Daniel : C’est venu dès le départ. Ça vient de ce qui se pratique dans des revues et des fanzines que j’adore – j’ai chez moi des tas de cartons remplis de ce genre de revues, et dans plein de domaines différents – notamment des revues de polar. Le problème, c’est que dans certaines d’entre elles, tu as dix nouvelles à la suite, et sept ou huit chroniques de bouquins d’affilée, et ça m’emmerde. Donc j’ai voulu éviter ça dans le ChériBibi. L’idée était de mettre dans chaque numéro du cinéma, de la littérature, une nouvelle, de la musique, du théâtre… et y a une charte pour qu’à chaque fois il y ait tous ces éléments, répartis dans des rubriques définies. Mais on adapte la longueur en fonction des sujets ; la nouvelle peut faire trois pages ou bien dix, la partie musique à peu près un tiers de la revue ou bien un peu plus… À part ça il n’y a pas vraiment de grille – pas question de dire aux mecs "Bon, ben t’as 3000 signes pour traiter ton sujet !" Je tiens à garder ce plaisir que j’avais en faisant le fanzine de composer chaque page come un œuvra pictural, tu vois [en deux gestes et trois mimiques prend corps devant moi un maestro italien… avé l’assent] ! Je veux dire par là que je visualise l’article, l’icono qu’on a réussi à glaner à droite à gauche, et qu’en fonction de ça je décide ce qui mérite des pages couleur – parce que le nombre de pages couleur est limité : on en a que seize – et de leur répartition selon le brochage. Tu verras que dans chaque numéro les pages couleur sont réparties différemment. Tout est dans ce dosage, et je m’amuse énormément. Mais c’est sûr que plus le texte est long, plus j’ai envie de mettre des images… et comme c’est moi qui fais la maquette [rires]… D’ailleurs, pour mes articles, j’ai une méthode : je fais d’abord la maquette des pages avec les images que je veux mettre, et après je regarde la place qui reste pour le texte et j’écris l’article directement sur la maquette, sans passer sous Word parce que sinon je pourrais en écrire trois kilomètres !

Ah, la maquette… Là, le bât blesse ! par exemple, j’ai été très gênée par la petitesse de la police. C’est très dur à lire, d’autant que les illustrations qui sont très nombreuses interfèrent et parfois tuent le texte…

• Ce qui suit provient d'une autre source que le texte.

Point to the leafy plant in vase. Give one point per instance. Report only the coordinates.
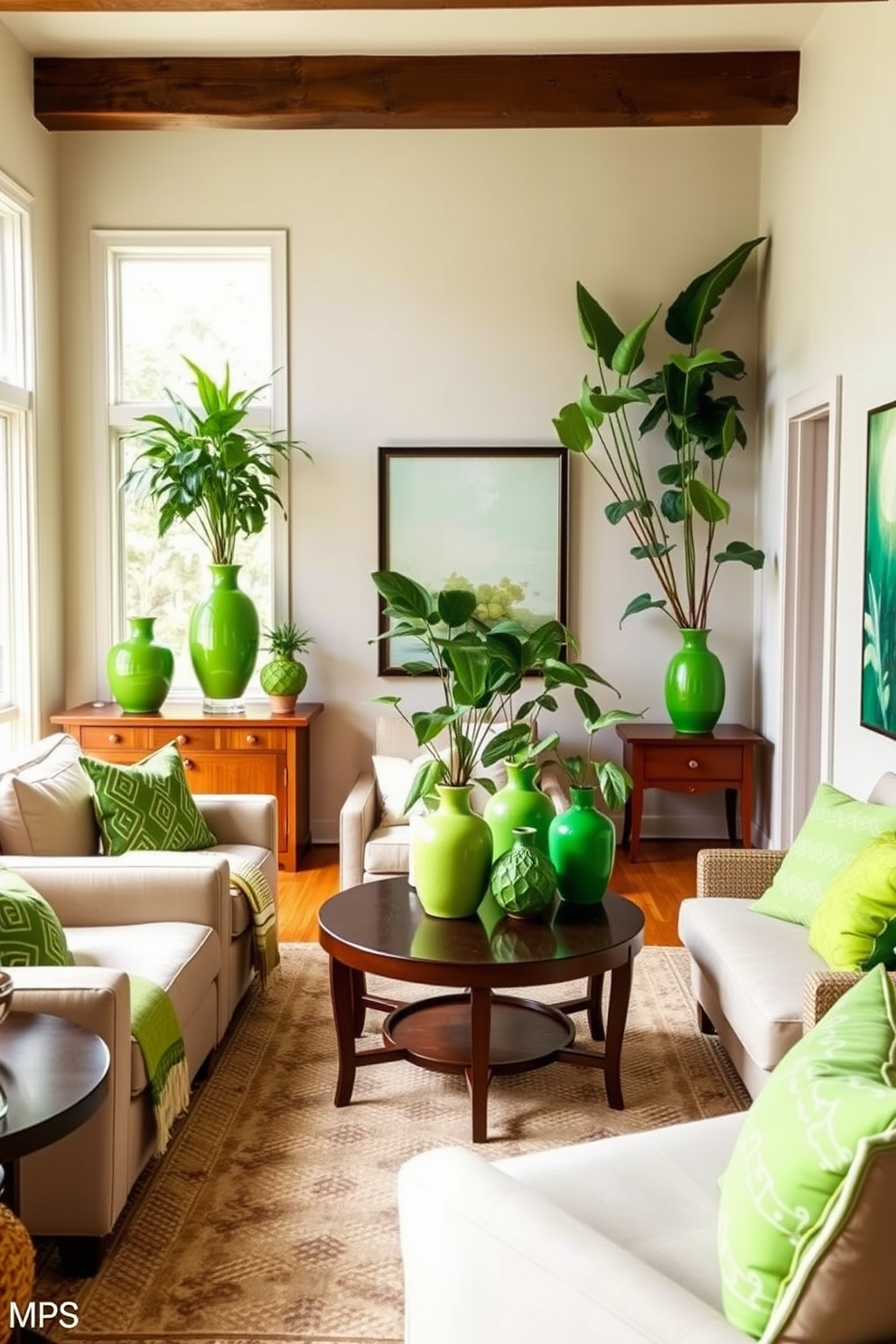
(284, 677)
(209, 470)
(702, 427)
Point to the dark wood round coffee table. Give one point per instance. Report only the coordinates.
(380, 928)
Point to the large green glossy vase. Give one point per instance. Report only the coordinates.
(452, 855)
(140, 669)
(582, 845)
(695, 685)
(518, 804)
(223, 641)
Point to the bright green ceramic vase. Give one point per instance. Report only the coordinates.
(695, 685)
(140, 669)
(518, 804)
(583, 845)
(223, 641)
(452, 855)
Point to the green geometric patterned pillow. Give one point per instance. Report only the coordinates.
(146, 806)
(30, 929)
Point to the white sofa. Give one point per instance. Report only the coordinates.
(754, 977)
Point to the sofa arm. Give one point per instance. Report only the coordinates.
(356, 821)
(490, 1261)
(736, 873)
(240, 817)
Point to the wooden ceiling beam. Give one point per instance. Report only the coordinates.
(292, 93)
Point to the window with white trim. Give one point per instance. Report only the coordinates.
(18, 523)
(220, 302)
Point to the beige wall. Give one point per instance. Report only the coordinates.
(432, 300)
(829, 199)
(28, 154)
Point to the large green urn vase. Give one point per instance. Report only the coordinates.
(452, 855)
(695, 685)
(518, 804)
(582, 845)
(140, 669)
(223, 641)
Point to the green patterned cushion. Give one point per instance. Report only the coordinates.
(30, 929)
(854, 925)
(146, 806)
(805, 1220)
(832, 835)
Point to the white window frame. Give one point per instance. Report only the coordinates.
(112, 418)
(18, 410)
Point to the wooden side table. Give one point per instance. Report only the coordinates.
(658, 757)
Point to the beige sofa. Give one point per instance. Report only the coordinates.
(170, 917)
(752, 976)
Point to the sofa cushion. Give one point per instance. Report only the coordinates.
(146, 806)
(758, 966)
(44, 803)
(854, 925)
(807, 1202)
(832, 835)
(184, 958)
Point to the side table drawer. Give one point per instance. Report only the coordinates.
(692, 765)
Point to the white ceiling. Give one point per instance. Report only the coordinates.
(703, 27)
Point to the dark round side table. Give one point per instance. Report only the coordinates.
(380, 928)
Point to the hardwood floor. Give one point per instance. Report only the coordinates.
(662, 876)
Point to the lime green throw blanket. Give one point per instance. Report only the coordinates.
(154, 1023)
(253, 883)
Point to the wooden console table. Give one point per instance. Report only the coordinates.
(256, 751)
(658, 757)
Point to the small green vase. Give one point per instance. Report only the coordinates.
(520, 803)
(695, 685)
(583, 845)
(223, 641)
(452, 855)
(523, 879)
(140, 669)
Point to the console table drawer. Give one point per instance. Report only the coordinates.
(692, 763)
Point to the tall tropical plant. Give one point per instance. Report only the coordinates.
(702, 427)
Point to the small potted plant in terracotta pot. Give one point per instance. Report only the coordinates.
(284, 677)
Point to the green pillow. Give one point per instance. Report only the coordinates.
(832, 835)
(30, 929)
(807, 1197)
(854, 925)
(146, 806)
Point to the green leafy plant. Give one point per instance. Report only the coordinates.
(702, 427)
(209, 470)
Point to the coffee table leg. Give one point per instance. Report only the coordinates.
(344, 994)
(617, 1013)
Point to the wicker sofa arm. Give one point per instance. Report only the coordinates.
(736, 873)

Daniel : C’est le principal reproche qu’on nous fait. Je suis bien conscient de ça, et j’essaie toujours d’améliorer ce point-là, en faisant plus de blancs tournants, des choses comme ça, en me basant sur des maquettes beaucoup plus aérées que j’ai faites pour d’autres journaux – j’ai bossé pendant sept ans à la photocomposition…

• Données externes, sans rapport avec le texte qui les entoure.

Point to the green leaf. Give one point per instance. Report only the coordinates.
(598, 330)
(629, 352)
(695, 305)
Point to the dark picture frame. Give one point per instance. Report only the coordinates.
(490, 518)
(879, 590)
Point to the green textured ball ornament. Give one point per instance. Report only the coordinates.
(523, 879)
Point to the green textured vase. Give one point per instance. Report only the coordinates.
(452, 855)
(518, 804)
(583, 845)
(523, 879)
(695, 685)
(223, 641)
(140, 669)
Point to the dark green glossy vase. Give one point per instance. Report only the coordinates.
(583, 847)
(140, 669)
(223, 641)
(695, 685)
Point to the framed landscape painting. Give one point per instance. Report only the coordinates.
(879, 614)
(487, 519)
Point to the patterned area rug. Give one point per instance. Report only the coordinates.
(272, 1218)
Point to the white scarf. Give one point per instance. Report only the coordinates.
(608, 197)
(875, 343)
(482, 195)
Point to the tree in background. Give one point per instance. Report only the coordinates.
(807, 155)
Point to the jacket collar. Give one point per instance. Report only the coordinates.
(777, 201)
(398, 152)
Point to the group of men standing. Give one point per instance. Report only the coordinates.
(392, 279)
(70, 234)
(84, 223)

Vince : Tout ça est lié à l’histoire du fanzine qui a précédé la revue. Il y avait des numéros qui étaient pliés comme un accordéon, avec un poster caché à l’intérieur… C’était comme de l’origami – et moi qui ne suis pas très soigneux je n’ai plus aucun de ces numéros qui soit entier ! Les pages se sont séparées, ça fait plein de petits papillons !

Tu veux dire que le fanzine ressemblait à ces livres pour enfants dont les pages se déplient ?
Daniel : Oui… mais on peut pas faire ça et tirer à 2000 exemplaires ! Déjà à 300 c’était limite.
Vince : ... et complètement anti-commercial ! En plus c’étaient des formats qui n’entraient dans aucune gondole, ce n’était ni du A4, ni du A3 – il y a eu un numéro qui avait la dimension d’un vinyle 33 tours, d’autres qui avaient une pochette couleur reliée à l’intérieur… et ça a été comme ça jusqu’au dernier, quand on a compris qu’il était temps d’arrêter ces conneries parce que sinon les libraires allaient péter les plombs. Ce dernier numéro était en trois parties…
Daniel : C’était du A3 plié en accordéon, avec dans chaque creux un livret qui tenait par deux agrafes – donc six agrafes puisqu’il y avait trois livrets – et dans chaque livret il y avait encore des feuillets à déplier, dans un sens ou dans un autre… Mais le texte se suivait bien.
Vince : C’était encore le fanzine ; donc on s’adressait surtout à des potes qui nous connaissaient bien… C’était juste avant la grande révolution technologique qui a affecté le ChériBibi depuis maintenant quatre numéros…
Daniel : Y a des survivances de ça dans la façon de procéder : la méthode, c’est un peu de mettre plein de trucs puis après de taper un coup sur l’ordi pour tout faire rentrer…

En matière d’iconographie, Julien [Védrenne, le boss d'ici - NdR] me faisait remarquer qu’elle était très connotée années 1970 ; est-ce une volonté délibérée d’inscrire la revue dans une période précise ou bien est-ce que c’est simplement le résultat d’un goût personnel ?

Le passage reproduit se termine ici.